Stories from your past, from neglect, abuse, or parental pain… can all create patterns that influence how you behave in the present.
In her many years as a marriage and family therapist, Vienna Pharaon realized that she had never met anyone who did not have some original wound from childhood. The degree may vary, but everyone carries some pain from the past, be it from childhood or early adulthood… and these wounds will affect the way we behave in the present.
In her book Breaking the Pattern , Vienna Pharaon takes readers step by step through their journey to understand their original wounds; the causes and how these wounds affect our current lives, and even our children's lives. At the same time, she also guides readers on how to apply the root healing method to "break" the patterns caused by the original wounds.
This journey begins with a journey back to our family of origin. This is where the foundation of our beliefs, values, and identity is first formed.
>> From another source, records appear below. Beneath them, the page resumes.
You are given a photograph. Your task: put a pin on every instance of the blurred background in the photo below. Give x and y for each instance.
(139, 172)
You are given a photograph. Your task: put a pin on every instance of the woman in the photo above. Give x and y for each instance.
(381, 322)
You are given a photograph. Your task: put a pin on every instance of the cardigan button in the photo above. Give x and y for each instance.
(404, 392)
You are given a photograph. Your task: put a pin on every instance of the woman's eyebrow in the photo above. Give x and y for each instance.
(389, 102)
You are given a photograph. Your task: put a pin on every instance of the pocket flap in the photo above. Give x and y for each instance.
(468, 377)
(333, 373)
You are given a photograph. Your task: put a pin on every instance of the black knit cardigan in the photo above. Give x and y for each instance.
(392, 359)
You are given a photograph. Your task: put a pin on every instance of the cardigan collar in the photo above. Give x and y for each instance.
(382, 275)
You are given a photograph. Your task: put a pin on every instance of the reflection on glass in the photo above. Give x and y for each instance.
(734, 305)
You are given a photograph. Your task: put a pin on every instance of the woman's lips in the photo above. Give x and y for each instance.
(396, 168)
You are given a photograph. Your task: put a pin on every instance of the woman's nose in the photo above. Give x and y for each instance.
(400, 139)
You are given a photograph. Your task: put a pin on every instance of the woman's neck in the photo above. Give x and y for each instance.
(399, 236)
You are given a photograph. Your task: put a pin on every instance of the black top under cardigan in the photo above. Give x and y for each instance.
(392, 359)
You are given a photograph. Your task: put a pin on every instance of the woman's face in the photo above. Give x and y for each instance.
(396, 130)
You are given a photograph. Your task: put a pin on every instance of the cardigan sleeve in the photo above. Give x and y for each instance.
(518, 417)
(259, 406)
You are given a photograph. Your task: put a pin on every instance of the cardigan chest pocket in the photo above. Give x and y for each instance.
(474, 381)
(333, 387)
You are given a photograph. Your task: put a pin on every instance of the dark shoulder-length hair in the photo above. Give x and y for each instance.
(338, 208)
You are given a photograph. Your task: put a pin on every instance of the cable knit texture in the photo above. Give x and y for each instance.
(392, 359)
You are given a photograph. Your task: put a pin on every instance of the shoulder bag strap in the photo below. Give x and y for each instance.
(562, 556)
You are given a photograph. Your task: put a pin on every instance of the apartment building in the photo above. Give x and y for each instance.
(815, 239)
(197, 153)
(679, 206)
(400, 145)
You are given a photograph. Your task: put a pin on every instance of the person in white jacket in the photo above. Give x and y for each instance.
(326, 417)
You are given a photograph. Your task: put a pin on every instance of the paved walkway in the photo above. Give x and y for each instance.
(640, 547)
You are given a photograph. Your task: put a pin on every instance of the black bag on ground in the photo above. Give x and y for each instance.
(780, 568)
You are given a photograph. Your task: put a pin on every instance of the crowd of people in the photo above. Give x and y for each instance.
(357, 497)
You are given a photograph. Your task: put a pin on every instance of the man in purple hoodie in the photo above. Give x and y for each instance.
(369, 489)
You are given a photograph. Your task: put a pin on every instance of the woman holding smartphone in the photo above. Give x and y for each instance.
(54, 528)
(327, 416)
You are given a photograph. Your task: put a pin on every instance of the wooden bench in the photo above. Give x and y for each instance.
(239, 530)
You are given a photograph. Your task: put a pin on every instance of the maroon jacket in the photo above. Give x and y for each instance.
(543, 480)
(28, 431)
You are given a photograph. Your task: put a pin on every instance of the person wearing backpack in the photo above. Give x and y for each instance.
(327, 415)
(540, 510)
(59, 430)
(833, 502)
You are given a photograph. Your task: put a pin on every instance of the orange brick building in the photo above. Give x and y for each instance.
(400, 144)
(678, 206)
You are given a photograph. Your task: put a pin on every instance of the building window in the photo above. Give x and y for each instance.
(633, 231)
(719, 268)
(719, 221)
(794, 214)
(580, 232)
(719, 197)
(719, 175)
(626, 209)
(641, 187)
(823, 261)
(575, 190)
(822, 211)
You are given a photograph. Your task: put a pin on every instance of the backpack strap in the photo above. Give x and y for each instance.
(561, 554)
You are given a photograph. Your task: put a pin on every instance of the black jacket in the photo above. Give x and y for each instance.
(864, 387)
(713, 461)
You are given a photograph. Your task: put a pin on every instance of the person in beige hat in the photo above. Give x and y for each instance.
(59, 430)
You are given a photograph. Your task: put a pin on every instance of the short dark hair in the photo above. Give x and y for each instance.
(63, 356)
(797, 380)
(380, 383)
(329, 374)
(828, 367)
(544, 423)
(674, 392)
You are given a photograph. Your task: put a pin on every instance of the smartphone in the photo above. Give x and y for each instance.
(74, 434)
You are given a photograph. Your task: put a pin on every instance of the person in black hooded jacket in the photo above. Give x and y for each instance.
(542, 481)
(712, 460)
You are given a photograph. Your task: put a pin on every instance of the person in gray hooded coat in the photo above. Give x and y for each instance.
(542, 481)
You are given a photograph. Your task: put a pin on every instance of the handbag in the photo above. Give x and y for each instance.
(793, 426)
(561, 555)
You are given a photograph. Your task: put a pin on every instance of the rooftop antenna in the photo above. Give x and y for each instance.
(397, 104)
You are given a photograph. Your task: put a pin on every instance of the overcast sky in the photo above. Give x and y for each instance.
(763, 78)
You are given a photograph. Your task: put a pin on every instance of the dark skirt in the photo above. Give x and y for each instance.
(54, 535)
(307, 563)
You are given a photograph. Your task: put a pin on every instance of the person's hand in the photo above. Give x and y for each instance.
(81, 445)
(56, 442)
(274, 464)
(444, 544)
This is where we learn how to relate to others, ourselves, and the world around us.
Your family of origin may be okay all the time, okay sometimes, or okay rarely. But at any rate, it is far from perfect. And often, it is the story of your origin that prevents you from healing, becoming a repetitive pattern that covers up the damage inside.
After all, we all have our own hurts and struggles. Going back in time is not to criticize or hate anyone. Because during the time you were growing up, the adults in your family probably had their own wounds. Maybe to this day, they still have wounds that have not been discovered and resolved.
For that reason, Breaking the Mold by Vienna Pharaon is not intended to justify or criticize anyone, instead, her book is like a torch that guides you to create healthy, lasting changes for yourself.
In each chapter, besides analyzing and guiding you step by step to implement the radical healing method, Vienna Pharaon also presents many practical stories of the clients she has treated. You can see yourself somewhere in each story. It could be the feeling of wanting to be prioritized in the story of Isabel - a woman who was neglected by her parents, so when she grew up, she often forced her lover to spend all her time with her. It could also be the feeling of not belonging in Neil - a gay guy who was not accepted by his family, so he sought the feeling of belonging in drunken, debauched parties...
The stories in the book are like vertical slices of life around us, forcing us to look back at our past and the patterns in our lives. At the same time, it also helps us have a more tolerant and thorough view of the people around us.